Бессилье бывает разным. Самое безболезненное — бессилье, выраженное в физической невозможности что-либо сделать. По крайней мере, так всегда было для Теодора. А вот бессилье от зависимости, бессилье сказать «нет», бессилье поднять голову и отказаться — такое бессилье жгло нервы и заставляло ненавидеть. Безжалостно, беспощадно — бессмысленно. Он был бессилен сказать «нет» и мог только ненавидеть. Молча и покорно.
Именно так он ненавидел Кейтаро-дону. Ненавидел с того дня, когда понял, как его поймали. Ненавидел Кейтаро — и до безумия, до сжатых кулаков, до скрежета зубов завидовал Косте. Крылатый мог не задумываться о своем бессилье, Крылатый даже умел находить в нем плюсы — его извращенная, искореженная совесть видела в получении приказа оправдание преступности этого приказа. Теодор так не умел. Во время войны самым страшным было — получить очередной приказ из штаба, от паршивых протирателей штанов, которые даже не представляли себе до поры, что война — это не только разноцветные стрелки на карте, означающие передислокацию войск, а погибшие бойцы — не только равнодушные списки на плохой бумаге и суммы выплат вдовам. Для него война закончилась раньше, чем для многих других, и уж тем более — раньше, чем стороны подписали мирное соглашение. Война закончилась, когда самолет, на котором он летел, попал под обстрел и рухнул тяжелой металлической развалиной. Война закончилась в тот момент, когда Теодор пришел в себя в госпитале, открыл глаза — и тут же, невзирая на все обезболивающие, на которые не поскупились для обладателя наград и медалей, боевого офицера высокого ранга, командира одной из лучших дивизий, почувствовал себя тем, что от него оставила катастрофа. Бесполезный, бессильный обрубок, способный только видеть и слышать.
Первые дни он ненавидел. Столь же люто, сколь и бессильно ненавидел себя, войну, врачей, а в особенности — тех, кто вытащил то, что от него осталось, из горящего самолета буквально за несколько мгновений до взрыва. Да, Теодор остался в живых. Но — зачем? Без ног, парализованный, немой, неспособный даже достать наградной пистолет и пустить себе пулю в висок — он не хотел так существовать. Но его не спросили.
Война закончилась спустя долгих три года, проведенных между сном и безумием. Он не мог даже попросить об эвтаназии. Он не мог ничего.
Был подписан мир, были подписаны приказы о наградах. Ему дали внеочередное звание — зачем? Всем званиям, наградам, медалям Теодор предпочел бы выстрел в висок. Но его опять не спросили — а даже если бы и спросили, он не смог бы ответить. Застрелиться — просто и честно.
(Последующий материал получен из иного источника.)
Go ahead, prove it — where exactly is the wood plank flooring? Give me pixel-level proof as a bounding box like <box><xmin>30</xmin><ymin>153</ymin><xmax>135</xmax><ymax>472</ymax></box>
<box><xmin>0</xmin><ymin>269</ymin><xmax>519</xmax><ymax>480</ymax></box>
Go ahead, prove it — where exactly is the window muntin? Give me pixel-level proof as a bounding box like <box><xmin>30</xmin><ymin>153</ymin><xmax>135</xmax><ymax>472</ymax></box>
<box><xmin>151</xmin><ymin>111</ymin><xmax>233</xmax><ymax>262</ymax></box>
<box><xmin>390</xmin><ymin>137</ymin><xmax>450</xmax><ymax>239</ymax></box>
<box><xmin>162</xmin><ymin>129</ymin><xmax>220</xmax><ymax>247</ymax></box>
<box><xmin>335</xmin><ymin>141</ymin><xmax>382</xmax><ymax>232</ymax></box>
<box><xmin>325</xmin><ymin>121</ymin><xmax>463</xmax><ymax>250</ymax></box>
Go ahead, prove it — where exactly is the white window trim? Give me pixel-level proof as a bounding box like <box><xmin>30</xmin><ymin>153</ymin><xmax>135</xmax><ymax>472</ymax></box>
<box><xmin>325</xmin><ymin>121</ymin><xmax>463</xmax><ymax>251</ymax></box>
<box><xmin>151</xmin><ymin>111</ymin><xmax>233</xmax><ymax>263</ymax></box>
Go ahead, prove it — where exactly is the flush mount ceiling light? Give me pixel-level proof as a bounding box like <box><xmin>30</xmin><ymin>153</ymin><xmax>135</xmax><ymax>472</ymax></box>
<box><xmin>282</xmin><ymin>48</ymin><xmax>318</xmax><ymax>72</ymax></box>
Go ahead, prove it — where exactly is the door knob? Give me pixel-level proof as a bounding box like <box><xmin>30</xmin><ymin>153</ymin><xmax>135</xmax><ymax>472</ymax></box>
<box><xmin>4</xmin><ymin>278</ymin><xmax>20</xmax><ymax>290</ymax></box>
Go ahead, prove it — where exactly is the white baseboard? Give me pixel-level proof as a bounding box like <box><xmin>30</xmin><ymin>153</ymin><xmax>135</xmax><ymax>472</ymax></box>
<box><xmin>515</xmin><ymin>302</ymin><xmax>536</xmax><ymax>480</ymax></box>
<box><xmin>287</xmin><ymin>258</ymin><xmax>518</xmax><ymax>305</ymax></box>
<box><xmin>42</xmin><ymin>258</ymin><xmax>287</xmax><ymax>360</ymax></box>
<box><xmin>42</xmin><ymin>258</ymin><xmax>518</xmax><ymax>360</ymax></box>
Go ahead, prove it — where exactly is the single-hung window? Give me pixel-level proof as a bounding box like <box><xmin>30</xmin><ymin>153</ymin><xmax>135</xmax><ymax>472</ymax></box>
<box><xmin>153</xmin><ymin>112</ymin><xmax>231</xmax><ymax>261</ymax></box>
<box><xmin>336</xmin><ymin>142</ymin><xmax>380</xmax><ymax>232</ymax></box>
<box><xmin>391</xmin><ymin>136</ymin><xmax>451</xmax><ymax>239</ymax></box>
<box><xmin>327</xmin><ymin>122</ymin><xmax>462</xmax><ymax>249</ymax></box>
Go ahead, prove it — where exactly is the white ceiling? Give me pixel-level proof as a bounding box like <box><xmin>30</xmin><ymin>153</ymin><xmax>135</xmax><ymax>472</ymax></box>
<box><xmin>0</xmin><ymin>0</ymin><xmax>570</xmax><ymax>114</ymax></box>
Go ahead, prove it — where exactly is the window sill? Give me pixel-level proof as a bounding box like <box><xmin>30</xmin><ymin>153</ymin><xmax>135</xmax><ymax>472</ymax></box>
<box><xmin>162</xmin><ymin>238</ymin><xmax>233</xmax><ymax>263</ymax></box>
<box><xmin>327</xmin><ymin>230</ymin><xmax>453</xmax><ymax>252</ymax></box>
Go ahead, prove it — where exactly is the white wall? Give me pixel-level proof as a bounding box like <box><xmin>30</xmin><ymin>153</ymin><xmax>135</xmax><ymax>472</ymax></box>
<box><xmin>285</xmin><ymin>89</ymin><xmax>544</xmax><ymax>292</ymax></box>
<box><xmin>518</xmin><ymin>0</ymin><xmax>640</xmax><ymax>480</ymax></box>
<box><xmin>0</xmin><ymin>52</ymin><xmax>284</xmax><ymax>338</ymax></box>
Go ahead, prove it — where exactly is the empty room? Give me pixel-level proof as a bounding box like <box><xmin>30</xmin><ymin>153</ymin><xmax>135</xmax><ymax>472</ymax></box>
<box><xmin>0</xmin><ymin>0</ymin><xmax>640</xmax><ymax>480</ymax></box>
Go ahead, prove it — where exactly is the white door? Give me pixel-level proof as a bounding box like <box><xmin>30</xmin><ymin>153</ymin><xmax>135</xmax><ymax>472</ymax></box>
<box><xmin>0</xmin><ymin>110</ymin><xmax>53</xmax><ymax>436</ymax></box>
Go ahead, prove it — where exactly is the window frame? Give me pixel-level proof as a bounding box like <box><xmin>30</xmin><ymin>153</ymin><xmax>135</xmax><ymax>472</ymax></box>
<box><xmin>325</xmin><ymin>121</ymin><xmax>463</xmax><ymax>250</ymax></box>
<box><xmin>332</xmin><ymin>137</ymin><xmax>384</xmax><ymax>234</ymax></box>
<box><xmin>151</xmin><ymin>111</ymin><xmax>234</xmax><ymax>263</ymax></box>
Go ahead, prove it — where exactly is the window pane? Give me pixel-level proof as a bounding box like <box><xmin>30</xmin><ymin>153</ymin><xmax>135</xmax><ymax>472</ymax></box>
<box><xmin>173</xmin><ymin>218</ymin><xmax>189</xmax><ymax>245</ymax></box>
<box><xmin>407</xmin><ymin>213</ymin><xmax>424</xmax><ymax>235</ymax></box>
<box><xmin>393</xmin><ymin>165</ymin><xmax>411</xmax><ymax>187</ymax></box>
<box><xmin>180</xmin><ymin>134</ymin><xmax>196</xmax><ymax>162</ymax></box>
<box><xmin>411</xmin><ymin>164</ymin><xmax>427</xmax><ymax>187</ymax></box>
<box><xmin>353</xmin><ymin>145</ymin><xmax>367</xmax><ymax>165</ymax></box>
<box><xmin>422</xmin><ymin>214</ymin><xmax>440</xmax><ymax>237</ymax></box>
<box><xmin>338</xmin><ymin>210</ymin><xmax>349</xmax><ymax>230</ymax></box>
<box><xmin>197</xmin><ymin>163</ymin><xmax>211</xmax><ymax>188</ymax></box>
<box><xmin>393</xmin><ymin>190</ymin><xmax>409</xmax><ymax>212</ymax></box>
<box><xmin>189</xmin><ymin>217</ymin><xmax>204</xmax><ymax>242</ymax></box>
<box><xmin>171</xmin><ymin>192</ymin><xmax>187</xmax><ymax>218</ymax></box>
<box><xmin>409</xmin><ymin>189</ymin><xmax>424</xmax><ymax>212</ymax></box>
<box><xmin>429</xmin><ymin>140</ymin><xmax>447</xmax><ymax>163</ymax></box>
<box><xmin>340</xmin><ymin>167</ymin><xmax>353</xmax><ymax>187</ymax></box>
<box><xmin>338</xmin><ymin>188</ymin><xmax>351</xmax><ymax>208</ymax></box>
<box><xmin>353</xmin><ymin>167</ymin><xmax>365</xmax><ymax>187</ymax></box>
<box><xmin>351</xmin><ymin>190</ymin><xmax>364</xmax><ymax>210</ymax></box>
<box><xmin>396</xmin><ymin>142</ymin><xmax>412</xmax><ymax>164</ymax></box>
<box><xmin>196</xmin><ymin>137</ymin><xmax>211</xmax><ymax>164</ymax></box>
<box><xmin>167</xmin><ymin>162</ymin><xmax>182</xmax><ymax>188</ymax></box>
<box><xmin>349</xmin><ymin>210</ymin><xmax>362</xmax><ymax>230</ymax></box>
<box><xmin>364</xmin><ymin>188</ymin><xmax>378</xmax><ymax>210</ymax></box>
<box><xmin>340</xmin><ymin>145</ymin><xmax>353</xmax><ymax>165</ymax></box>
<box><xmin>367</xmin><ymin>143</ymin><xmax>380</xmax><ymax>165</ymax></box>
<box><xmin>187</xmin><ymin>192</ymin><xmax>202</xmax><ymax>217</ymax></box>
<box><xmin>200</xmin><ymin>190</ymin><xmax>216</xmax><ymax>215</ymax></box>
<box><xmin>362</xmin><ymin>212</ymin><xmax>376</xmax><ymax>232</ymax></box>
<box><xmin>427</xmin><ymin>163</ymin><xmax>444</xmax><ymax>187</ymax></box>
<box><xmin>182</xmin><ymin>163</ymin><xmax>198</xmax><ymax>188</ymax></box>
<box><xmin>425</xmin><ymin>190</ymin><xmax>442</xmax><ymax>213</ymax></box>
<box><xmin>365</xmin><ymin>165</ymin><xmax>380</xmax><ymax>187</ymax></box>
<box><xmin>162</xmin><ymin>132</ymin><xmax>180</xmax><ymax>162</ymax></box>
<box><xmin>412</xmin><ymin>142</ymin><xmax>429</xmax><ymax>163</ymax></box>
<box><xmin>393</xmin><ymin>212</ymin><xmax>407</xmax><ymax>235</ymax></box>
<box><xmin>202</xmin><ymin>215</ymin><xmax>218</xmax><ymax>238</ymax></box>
Просить, чтобы кто-то застрелил тебя — слабость и трусость. Теодор понимал несостоятельность этой логики, но ничего не мог поделать.
Война кончилась, началась жизнь. У него не осталось родных и близких, кроме тех, кто отрекся от него еще давно, когда Теодор отказался следовать по семейному пути, предпочтя военное училище медицинской академии. Героя войны оставили в наспех оборудованном госпитале для таких, как он, — кто сделал для страны и для победы слишком много, чтобы просто сдать в хоспис, и кого некому было отдать. Вокруг были вежливые и квалифицированные медицинские сестры, профессиональные врачи, терпеливые сиделки — и полутрупы вроде него самого.
Прошел год — Теодор надеялся, что или умрет, или смирится. Не получилось ни того, ни другого. К тому же… он не мог говорить, но зато он слышал. Слышал новости по радиовещанию. Слышал, как клеймят тех победителей, что оказались неугодны мировому правительству. Слышал, как обвиняют в преступлениях против человечества тех, кто проводил зачистки так называемых «мирных поселений» на захваченных англичанами и французами землях. Поначалу он поражался — неужели они не понимали, что представляли собой эти «мирные поселения»? А потом понял: представляли. Но миру был нужен козел отпущения, победившей стороне требовалось остаться в белом. А чтобы остаться в белом после такой войны, нужно на кого-то свалить все то, что не к лицу тем-кто-в-белом. И Теодор стал одним из тех, на кого свалили.